親から「バイトをしないのか?」と言われるのがイヤで、気晴らしに外出しようと、ダークグレーのスウェットのセットアップに着替え、自宅のあるマンションの4階から1階までエレベーターで下りた。
そして、エントランスを出た途端、いきなり耳鳴りがして、全身に衝撃が走った。
さらに、目眩に襲われ、前方に見えていた建物や電柱がグニャリと歪み、次の瞬間、景色が一変。
そうしたら、見たこともない場所に立っているので、今、この不思議現象に驚いているところ。
まだ、頭がクラクラするけれど、周りを見た感じから言って、町の裏通りらしい。
だって、石畳の道は、乗用車一台とその両側に人が一人ずつ通れる程度の幅で、左右に連なる木造の建物を見ると、扉が全部、裏口っぽいから。
辺りに、人の気配は全くなし。犬も猫もネズミも歩いていない。
前方から、風に乗って人の声や馬車が走っているらしい音が聞こえてくるけれど、道が左カーブになっていて、その先にいると思われる人々の姿も馬車も見えない。
ここはどこ? 私は誰……かは分かる。記憶喪失ではなさそう。
頬をつねる。痛いので、夢を見ているわけではないようだ。
それはさておき、このまま立っていても仕方ないので、町の様子を窺いに、音のする方向へ進もうと足を踏み出した。
と、その時、目の前に白い服を着た女性が立ちはだかった。
「――――!」
彼女は、私より頭一つ背が高い。
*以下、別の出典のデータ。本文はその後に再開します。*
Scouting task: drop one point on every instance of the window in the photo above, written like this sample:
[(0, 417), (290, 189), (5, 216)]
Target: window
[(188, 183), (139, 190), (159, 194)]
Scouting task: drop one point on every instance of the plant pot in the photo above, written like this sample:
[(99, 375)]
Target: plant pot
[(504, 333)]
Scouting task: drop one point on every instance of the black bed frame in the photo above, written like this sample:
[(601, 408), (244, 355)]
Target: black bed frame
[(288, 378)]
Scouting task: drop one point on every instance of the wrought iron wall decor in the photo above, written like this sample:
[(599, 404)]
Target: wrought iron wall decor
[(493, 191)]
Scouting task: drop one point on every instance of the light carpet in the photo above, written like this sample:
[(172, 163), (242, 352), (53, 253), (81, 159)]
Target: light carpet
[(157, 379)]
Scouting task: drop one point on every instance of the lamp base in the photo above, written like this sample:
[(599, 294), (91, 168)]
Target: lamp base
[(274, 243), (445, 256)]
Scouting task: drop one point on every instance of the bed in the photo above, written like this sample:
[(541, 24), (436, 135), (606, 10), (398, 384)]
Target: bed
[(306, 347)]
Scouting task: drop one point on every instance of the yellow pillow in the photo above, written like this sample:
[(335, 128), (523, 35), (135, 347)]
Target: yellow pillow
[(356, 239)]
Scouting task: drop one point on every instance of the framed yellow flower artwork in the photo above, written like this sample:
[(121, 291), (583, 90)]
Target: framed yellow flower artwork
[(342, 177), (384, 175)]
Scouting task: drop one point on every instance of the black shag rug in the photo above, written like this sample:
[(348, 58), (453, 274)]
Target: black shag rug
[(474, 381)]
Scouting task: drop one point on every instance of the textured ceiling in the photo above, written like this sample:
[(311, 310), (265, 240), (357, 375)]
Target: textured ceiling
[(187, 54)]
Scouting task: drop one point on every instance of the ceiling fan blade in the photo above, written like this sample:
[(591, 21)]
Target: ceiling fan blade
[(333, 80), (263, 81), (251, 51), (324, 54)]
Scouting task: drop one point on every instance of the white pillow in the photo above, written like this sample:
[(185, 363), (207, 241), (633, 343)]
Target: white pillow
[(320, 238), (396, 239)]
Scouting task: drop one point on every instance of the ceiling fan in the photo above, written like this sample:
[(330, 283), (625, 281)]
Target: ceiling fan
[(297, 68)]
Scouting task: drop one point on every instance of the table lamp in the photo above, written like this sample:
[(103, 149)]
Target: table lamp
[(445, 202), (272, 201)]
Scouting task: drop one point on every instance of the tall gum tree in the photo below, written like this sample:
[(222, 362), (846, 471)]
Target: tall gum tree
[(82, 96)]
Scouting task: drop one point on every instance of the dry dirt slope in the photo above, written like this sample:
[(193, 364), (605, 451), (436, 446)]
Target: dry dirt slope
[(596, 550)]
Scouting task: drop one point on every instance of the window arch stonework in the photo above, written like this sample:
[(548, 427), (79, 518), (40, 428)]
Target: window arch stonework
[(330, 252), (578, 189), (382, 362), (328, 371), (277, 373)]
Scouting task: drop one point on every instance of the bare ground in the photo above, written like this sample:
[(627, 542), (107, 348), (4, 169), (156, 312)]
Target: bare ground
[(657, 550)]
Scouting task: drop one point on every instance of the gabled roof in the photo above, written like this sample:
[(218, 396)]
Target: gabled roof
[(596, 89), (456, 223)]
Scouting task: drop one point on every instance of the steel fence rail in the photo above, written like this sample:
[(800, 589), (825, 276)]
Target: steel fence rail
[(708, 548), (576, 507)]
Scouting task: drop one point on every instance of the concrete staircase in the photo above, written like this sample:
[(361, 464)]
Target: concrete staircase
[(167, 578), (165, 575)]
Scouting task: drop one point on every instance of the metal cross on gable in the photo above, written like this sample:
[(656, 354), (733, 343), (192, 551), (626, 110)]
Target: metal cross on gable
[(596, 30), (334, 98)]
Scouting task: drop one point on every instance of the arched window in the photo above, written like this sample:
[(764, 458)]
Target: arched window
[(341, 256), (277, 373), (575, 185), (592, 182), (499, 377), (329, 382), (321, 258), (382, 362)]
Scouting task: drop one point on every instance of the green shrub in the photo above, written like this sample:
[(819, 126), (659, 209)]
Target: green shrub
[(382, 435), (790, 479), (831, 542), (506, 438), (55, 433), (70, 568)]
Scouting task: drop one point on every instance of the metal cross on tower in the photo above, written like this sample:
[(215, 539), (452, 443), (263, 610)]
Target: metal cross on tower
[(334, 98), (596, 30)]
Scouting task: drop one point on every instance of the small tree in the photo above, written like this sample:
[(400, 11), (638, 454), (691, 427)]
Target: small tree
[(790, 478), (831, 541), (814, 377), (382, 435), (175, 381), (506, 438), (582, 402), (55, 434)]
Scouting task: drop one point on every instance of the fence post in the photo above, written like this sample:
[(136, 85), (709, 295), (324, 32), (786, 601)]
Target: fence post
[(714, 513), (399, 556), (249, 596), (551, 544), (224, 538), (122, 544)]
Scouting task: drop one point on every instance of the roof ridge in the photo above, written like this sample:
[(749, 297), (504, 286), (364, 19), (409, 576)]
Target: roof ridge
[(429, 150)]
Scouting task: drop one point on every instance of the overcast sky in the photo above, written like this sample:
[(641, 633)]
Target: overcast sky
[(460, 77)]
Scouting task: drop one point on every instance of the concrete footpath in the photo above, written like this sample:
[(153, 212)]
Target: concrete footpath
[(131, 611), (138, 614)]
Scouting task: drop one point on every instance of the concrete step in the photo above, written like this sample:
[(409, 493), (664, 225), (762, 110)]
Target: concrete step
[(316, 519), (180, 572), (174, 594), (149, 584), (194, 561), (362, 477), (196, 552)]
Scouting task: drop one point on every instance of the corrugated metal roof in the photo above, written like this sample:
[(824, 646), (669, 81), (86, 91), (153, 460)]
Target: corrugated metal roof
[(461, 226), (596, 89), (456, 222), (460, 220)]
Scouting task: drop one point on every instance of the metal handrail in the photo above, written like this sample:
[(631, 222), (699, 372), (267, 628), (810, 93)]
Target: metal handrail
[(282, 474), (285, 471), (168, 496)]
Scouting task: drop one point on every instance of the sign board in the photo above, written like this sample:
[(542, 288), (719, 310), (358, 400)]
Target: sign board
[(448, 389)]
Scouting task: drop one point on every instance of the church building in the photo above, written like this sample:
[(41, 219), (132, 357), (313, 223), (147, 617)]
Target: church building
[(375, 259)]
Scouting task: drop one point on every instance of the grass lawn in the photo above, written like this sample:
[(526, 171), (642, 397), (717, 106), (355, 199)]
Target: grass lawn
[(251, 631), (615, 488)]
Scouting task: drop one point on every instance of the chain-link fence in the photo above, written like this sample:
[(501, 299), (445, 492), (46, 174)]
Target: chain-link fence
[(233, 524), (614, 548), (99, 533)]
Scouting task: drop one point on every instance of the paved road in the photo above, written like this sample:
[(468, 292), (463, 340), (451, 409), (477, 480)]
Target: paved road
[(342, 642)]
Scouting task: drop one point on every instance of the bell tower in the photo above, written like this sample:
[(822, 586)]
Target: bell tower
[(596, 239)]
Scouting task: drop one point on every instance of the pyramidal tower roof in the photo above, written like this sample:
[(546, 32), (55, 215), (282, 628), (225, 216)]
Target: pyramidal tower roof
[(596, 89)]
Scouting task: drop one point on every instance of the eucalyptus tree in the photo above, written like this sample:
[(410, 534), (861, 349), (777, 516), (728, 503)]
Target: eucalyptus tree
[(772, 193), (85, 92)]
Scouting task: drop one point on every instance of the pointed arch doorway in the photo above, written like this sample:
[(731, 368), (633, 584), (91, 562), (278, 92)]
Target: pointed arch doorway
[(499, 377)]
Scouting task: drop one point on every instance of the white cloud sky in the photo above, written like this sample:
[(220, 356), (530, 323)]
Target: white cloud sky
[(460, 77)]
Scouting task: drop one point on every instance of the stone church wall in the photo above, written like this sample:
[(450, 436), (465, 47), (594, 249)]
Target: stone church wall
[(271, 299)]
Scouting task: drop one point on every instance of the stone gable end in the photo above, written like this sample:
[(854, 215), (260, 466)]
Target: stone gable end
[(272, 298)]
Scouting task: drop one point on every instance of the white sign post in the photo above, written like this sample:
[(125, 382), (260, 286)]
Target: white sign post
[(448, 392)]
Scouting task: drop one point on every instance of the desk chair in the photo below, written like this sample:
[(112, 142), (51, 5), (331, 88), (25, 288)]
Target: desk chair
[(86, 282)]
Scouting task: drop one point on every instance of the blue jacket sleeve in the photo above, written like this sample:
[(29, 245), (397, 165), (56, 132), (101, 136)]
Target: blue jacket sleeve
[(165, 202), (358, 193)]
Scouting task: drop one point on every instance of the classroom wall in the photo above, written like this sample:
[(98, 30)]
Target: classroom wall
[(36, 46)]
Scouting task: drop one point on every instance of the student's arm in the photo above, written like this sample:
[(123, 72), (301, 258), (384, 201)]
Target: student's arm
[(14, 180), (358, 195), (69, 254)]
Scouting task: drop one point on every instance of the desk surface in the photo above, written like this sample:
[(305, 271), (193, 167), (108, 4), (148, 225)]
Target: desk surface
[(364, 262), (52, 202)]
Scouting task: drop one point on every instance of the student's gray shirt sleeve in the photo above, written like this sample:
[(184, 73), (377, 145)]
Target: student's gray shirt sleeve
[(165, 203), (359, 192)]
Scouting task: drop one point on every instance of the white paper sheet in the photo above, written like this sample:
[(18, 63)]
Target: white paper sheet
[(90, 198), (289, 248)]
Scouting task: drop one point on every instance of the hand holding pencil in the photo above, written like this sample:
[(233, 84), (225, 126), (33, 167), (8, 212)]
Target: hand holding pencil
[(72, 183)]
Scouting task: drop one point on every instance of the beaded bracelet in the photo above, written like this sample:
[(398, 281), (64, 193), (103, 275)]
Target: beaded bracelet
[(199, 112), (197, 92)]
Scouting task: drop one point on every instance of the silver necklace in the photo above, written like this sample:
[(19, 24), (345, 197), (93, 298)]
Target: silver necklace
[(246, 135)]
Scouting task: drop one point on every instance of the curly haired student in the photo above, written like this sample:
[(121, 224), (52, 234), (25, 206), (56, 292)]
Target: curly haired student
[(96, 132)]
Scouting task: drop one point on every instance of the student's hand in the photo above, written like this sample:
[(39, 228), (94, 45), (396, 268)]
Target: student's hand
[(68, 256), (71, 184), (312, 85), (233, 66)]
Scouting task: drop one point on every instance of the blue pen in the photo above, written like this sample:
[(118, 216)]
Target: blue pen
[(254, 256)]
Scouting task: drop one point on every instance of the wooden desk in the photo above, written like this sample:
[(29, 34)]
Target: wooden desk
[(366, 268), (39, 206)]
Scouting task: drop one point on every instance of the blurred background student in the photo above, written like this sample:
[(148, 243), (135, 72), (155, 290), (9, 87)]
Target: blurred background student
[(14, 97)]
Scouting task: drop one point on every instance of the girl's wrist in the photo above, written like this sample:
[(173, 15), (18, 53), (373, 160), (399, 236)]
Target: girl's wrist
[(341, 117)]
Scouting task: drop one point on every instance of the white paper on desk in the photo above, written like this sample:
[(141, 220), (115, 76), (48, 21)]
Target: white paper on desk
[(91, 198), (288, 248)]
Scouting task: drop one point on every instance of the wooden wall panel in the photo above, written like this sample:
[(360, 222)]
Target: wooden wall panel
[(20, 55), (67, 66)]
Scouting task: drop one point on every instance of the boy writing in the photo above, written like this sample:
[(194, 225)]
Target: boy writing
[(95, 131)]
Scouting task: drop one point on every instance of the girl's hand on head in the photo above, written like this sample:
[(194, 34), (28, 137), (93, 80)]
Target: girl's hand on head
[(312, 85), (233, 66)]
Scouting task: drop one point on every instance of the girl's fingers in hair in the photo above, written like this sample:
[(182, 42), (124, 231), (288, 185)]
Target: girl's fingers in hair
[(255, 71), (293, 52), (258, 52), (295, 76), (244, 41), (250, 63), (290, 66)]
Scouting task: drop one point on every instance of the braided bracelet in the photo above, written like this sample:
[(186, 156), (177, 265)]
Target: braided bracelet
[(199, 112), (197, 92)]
私は身長が150センチちょい下なので、170センチは軽く越えているだろう。
桃色っぽいロングヘアを風になびかせ、金色の目が輝き、桜色の唇に微笑みを浮かべている、もの凄い美女だ。
服は、ギリシャかローマの彫刻で見たことがある、一枚布のタイプ。絹織物なのだろうか、すべすべした感じがする。
でも、微笑む美女を前にして、うっとり見とれてはいなかった。
だって、何もない所から唐突に出てくるって、お化けか何かと思うじゃない?
実際、うっとりどころか、全身が小刻みに震えて、鳥肌が立った。